As part of the federally funded Minority Health and Health Disparities International Research Program, they are spending 10 weeks working with researchers at universities in England, Thailand and Argentina. Underwriting this year's program is a $117,068 National Institutes of Health grant.

"The program focuses on providing students from underrepresented minorities the opportunity to participate in a summer research experience under the direction of world-class scientists in a new and challenging environment," said Marcelo Tolmasky, program director and professor of biological science at Cal State Fullerton.

"The experience is designed to introduce them to international collaboration in modern scientific research, and sensitize them to issues of minority and third-world health problems," he said. "We expect that, as professionals, these students will be inspired to seek novel approaches to solve minority and third-world health problems and help close gaps caused by health disparities."

Doreen Carpio, a Cal State Fullerton senior majoring in biological science and pursuing a concentration in cell and developmental biology, is conducting research on antibiotic resistance by bacteria, at Instituto Fundacion Leloir, a private institution affiliated with the University of Buenos Aires, Argentina. Her words echo those of many of the other students:

"I'm nervous. I've never done anything like this before and I don't speak much Spanish. Muy, muy poquito! But I hope to gain a more detailed perspective on minority health and health disparities. There's a lot that goes on that a normal California girl would not know related to my field of interest, health care, " she said.

"My eyes were first opened when I went to Thailand last summer on a missionary trip to conduct medical clinics in remote villages and to help at orphanages," added Carpio, a Fontana resident, who is blogging about her experiences. "There was no research involved, as there will be this time, but it really opened up my eyes to what sorts of issues occur on a day-to-day basis around the world."

Gabriel Lucero, a graduate student in electrical engineering at Cal State Fullerton and Long Beach resident, also is assigned to Leloir.

"My academic background is in physics and electrical engineering, so I'll be getting a crash course in biomedical and biochemistry research in a very good laboratory," Lucero said. "I will be assisting in research on how cells determine whether secretory pathway proteins are properly folded and what they do. There are about 20 misfolded protein diseases, including Huntington's and Alzheimer's.

"I hope to gain a little perspective - both cultural and scientific - and learn techniques,deepen my experience as a researcher and work on a fundamental problem that has implications for curing disease," he added.

Also in Argentina this year is Carla Cueva, also from Long Beach. She's a Cal State Los Angeles alumna and first-year graduate student in biological sciences at UC Irvine. She's conducting research at Instituto de Investigaciones Biotecnologicas.
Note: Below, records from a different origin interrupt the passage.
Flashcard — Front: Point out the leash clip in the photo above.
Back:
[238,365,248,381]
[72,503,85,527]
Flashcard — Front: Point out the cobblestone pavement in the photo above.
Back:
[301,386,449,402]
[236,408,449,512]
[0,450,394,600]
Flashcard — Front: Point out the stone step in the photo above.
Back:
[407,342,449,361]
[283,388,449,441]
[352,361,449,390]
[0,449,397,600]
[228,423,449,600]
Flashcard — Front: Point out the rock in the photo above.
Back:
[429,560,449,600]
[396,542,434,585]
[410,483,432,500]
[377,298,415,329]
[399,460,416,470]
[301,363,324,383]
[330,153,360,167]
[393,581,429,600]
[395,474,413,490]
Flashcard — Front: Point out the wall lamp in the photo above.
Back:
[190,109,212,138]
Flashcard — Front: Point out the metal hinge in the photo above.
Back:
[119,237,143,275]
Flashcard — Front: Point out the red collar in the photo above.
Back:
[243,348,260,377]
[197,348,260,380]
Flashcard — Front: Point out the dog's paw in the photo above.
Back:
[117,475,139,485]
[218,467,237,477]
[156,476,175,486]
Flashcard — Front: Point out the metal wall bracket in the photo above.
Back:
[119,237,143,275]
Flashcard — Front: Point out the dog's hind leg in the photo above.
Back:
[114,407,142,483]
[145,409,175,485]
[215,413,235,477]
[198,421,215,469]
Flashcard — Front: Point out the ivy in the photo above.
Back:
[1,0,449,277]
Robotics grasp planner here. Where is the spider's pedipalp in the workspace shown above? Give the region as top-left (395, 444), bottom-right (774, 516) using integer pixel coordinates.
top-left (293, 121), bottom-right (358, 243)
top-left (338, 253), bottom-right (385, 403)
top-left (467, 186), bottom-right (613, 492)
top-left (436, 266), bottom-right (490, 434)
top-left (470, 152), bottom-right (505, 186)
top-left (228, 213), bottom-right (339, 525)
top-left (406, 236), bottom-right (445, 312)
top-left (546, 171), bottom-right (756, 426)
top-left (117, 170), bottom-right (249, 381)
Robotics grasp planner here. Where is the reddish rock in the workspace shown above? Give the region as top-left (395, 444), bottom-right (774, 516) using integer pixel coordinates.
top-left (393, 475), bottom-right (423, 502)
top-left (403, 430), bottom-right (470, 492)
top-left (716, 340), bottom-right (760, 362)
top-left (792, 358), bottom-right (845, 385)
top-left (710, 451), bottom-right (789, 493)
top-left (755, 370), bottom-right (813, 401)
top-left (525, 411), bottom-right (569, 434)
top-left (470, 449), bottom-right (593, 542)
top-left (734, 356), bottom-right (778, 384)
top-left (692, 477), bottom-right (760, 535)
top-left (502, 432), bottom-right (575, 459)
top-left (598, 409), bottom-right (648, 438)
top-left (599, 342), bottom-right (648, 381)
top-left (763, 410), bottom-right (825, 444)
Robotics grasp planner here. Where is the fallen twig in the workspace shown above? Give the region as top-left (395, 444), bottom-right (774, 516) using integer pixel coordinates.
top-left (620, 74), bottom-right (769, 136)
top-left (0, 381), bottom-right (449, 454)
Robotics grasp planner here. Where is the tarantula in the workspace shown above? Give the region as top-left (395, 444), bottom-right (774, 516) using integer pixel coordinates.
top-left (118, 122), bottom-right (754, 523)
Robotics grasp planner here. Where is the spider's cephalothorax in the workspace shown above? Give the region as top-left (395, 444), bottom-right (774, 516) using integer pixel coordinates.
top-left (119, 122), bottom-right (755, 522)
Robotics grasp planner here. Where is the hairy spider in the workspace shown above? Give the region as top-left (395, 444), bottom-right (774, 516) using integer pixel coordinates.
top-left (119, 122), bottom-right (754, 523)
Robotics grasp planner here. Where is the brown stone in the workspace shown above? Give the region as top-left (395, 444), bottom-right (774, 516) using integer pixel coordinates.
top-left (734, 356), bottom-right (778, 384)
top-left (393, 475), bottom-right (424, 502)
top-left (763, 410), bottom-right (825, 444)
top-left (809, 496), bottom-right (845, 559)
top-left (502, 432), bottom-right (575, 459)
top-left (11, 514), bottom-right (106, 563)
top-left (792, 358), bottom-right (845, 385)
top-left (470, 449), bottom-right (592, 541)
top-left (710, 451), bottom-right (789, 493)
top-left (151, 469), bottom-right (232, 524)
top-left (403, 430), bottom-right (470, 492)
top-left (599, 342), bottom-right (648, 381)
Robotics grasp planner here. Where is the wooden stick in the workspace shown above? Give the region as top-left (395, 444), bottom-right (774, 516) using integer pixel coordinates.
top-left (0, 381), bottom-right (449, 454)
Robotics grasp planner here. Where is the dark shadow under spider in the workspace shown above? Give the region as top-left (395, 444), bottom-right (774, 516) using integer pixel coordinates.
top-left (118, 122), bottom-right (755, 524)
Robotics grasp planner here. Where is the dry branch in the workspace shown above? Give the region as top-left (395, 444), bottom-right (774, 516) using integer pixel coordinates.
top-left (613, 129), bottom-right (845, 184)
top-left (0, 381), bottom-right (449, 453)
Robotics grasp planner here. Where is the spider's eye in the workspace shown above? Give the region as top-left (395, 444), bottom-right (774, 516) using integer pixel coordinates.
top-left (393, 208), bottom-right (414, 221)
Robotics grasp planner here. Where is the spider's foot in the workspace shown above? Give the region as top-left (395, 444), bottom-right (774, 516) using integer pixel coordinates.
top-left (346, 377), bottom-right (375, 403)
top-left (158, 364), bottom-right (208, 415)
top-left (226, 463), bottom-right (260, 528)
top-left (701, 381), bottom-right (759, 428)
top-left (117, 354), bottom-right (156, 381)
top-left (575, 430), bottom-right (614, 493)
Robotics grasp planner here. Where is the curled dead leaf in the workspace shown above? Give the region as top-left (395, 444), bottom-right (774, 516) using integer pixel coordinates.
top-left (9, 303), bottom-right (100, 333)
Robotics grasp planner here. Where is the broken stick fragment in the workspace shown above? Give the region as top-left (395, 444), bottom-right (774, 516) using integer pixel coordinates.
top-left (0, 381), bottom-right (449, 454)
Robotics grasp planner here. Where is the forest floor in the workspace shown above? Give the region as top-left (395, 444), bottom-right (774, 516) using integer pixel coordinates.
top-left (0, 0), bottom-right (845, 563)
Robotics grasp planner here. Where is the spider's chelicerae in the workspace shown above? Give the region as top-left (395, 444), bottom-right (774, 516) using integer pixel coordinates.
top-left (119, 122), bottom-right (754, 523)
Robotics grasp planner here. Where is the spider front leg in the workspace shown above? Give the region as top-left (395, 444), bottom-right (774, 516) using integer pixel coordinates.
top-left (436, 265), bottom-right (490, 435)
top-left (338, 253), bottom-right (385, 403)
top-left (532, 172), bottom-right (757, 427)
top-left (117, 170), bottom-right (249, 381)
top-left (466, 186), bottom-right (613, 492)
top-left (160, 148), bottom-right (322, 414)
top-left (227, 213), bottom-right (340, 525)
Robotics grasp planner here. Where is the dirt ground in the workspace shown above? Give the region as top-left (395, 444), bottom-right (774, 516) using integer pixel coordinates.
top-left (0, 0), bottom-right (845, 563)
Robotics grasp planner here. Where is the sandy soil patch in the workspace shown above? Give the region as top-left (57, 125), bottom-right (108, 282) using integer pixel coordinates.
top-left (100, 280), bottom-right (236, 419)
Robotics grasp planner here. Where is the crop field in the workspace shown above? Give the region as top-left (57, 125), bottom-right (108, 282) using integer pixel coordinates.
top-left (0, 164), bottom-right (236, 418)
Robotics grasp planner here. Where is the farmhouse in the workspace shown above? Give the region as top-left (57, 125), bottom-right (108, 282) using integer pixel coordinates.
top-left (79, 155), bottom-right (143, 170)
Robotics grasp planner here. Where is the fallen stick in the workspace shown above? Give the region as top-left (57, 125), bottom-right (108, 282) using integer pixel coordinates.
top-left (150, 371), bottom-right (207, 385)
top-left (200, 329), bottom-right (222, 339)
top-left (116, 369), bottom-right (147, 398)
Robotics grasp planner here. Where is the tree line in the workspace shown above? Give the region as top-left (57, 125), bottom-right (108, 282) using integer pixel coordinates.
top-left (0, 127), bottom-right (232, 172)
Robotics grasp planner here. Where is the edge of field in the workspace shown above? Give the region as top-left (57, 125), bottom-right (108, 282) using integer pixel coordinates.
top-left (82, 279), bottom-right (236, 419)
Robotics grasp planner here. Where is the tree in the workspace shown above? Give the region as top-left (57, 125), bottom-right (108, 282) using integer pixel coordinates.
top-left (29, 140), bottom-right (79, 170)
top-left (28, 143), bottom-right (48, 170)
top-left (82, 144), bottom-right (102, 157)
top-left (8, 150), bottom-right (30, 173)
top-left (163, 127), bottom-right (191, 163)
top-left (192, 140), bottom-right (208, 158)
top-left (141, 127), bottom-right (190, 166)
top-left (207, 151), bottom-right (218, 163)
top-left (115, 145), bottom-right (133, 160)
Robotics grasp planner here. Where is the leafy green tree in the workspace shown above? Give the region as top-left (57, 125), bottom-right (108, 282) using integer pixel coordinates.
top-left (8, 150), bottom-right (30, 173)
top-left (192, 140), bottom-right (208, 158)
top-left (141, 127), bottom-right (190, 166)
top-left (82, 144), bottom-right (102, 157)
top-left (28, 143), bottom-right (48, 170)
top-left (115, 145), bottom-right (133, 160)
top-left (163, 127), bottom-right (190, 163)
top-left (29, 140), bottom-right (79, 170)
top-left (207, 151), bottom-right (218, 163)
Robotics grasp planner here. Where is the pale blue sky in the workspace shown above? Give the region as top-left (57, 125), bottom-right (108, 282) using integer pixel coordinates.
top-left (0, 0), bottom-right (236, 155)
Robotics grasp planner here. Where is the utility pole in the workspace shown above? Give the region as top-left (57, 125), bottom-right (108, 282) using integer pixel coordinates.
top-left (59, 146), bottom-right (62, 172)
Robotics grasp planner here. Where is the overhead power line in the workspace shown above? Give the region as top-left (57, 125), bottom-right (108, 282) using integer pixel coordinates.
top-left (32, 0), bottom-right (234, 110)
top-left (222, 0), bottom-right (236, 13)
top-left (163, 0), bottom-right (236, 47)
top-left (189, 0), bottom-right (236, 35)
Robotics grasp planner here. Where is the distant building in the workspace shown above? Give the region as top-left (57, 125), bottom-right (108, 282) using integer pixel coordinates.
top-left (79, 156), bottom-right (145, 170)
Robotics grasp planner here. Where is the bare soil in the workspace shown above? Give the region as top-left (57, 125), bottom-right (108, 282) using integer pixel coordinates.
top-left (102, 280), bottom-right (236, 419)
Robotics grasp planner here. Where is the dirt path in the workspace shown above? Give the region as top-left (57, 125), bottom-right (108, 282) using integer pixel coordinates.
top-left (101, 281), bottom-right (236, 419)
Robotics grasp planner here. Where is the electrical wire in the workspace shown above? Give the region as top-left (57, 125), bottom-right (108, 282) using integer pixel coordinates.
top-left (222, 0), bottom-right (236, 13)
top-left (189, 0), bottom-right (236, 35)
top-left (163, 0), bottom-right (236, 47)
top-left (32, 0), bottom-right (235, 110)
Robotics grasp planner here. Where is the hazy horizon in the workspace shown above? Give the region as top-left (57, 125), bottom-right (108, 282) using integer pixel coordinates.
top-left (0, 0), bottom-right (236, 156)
Spending the summer at Chiang Mai University in Thailand are Cal State Fullerton health science majors Jordan Aquino of La Verne, Leah Beck of Placentia and Jonathan Lozano, along with Carson resident Jeffrey Idica, a senior psychology major at Cal State Dominguez Hills.

CSUF biological science majors Laura Lee of Northridge and Jennifer Vinson of San Clemente are at England's University of Oxford, while Yoliana Mansour, a CSUF senior majoring in biochemistry, is at the University of York. Originally from Cairo, she resides in West Covina.